I've just spent half an hour on the phone with Dowson and I'm happy to say that based on what she told me about her platform, I'm absolutely delighted to offer her my unqualified endorsement.
Dowson pointed out that the NDP is the only federal Canadian party with a dedicated digital affairs critic: the always-sharp Charlie Angus, a former punk musician late of the band L'Etranger, who I used to see headlining punk shows when I was a teenager. Angus and the NDP have led the political criticism of the Tory Bill 61, a Canadian version of America's Digital Millennium Copyright Act, a copyright bill that was drafted in secret, without input from Canadian stakeholders, including coalitions of Canadian creators and music labels.
The NDP has also led the pack on criticising the Anti-Counterfeiting Trade Agreement, another secretly negotiated proposal, this time for a global treaty on copyright that would dramatically increase the search, seizure and surveillance obligations to Canada and other signatories, forcing them to spy on everyday individuals to protect the profits of a few giant record companies.
Dowson also endorsed the NDP's activism on net neutrality -- Canada's major ISPs, Bell and Rogers, have led the world's Internet companies in a race to the bottom, imposing secret caps, spying on users, blocking protocols, and even blocking downstream ISPs' customers (so that ISPs that buy their backhaul from Bell are subject to the same filtering as Bell's own retail customers).
8 comments:
Let me get this straight. A family friend has endorsed a family friend?
Well, that IS big news.
Too bad the Liberal record on issues like copyright, net neutrality and standing up to big business for consumers is so miserable or they might have got his endorsement.
You mean like when David McGuinty takes on the cheating cell phone companies? That kind of big business? Or when Stephane's Green Shift will make big polluters pay a carbon tax? That kind of Big Business? With all due respect Cliff, Canadians don't give a flying shit about Copyright infringements...unless somebody charges them for downloading a song.
My mom endorsed MY nomination. So did my doctor...he's a family friend.

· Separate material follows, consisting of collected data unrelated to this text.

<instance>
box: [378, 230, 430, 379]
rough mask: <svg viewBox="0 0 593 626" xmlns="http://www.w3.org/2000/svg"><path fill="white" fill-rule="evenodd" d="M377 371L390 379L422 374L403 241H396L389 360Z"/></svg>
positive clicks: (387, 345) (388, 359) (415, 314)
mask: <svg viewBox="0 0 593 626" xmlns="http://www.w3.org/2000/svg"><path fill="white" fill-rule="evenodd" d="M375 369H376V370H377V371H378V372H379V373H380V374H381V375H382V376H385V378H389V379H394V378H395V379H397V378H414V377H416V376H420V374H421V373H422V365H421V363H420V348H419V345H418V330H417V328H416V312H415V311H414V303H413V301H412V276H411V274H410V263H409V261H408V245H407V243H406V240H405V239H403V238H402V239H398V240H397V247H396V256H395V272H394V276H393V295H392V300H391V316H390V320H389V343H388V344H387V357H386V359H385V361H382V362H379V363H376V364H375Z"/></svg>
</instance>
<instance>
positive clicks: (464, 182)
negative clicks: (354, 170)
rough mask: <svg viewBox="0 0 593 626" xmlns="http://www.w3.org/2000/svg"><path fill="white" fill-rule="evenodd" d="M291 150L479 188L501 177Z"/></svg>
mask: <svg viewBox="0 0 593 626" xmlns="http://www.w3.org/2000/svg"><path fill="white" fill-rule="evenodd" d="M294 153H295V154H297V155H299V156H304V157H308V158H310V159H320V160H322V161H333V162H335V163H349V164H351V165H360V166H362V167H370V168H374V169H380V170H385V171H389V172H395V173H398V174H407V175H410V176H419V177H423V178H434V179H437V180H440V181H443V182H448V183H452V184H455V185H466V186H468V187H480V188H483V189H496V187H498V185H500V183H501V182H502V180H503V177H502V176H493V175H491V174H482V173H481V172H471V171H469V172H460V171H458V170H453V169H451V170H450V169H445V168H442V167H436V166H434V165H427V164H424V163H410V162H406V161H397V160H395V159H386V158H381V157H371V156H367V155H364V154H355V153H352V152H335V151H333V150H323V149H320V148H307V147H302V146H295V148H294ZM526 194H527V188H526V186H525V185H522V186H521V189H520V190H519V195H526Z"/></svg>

Michael Geist's Facebook group Fair Copyright for Canada has 90,000 members.
Of course that kind of cluelessness about what Canadians actually 'give a flying shit about' probably helps explain why your party are in opposition in this parliament and barely trending towards a minority government in the next one despite how loathsome Harper's Conservatives are.
By all means, carry on.
As usual, the Dippers choose to fight Liberals instead of the Cons...even though t's their U.S backed Bill that's at question here.
And, just so you don't try to deceive the rest of however reads your blog, Liberal MP Scott Brison, has called the bill a "US made law" that would establish a "police state." A substantial majority (76%) of the population agrees the bill was drafted in the US, despite claims it was "born in Canada." That's right, a Liberal MP.
Good luck with ever getting to be the official opposition. It ain't much, but we'll take it. As for not moving in the polls? Wouldn't that be the Conservatives that are having issues with that...Oh, and maybe the Dippers at 6% in the province of Quebec?
"As usual, the Dippers choose to fight Liberals instead of the Cons...even though t's their U.S backed Bill that's at question here"
A:) You came to my house with a chip on your shoulder and picked this fight.
B:) The Liberal attempt to sell out Canadians to huge American media conglomerate Bill C-60 was just as compromised, lobbyist authored and beholden to American copyright legislation and the Liberal proposed Bill C-74 which would have forced communications providers to build surveillance back-doors into the hardware that routes our phone calls, Internet traffic, and more was an Orwellian nightmare.
A pox on both your houses.
Apples to Oranges.
Bill c-74 was a spy bill. I didn't like it. While Bill C-60 did not alter the right to make private copies of copyrighted material, it introduces limitations on the use of these private copies. In particular, the bill would make selling, renting, trading, distributing, and communicating legally-made private copies of a copyrighted work an infringement of copyrights. This implies that if downloads via peer-to-peer are "for personal use, and not redistributed, there will be no infringement. The one thing that the two bills have in common is that David Emerson is a common denominator.
As for the Facebook Group? You'll find thousands of us Liberals have joined.
The point is, and was supposed to be, a family friend endorsing a candidate does not an election win mean.
I don't recall suggesting that it did.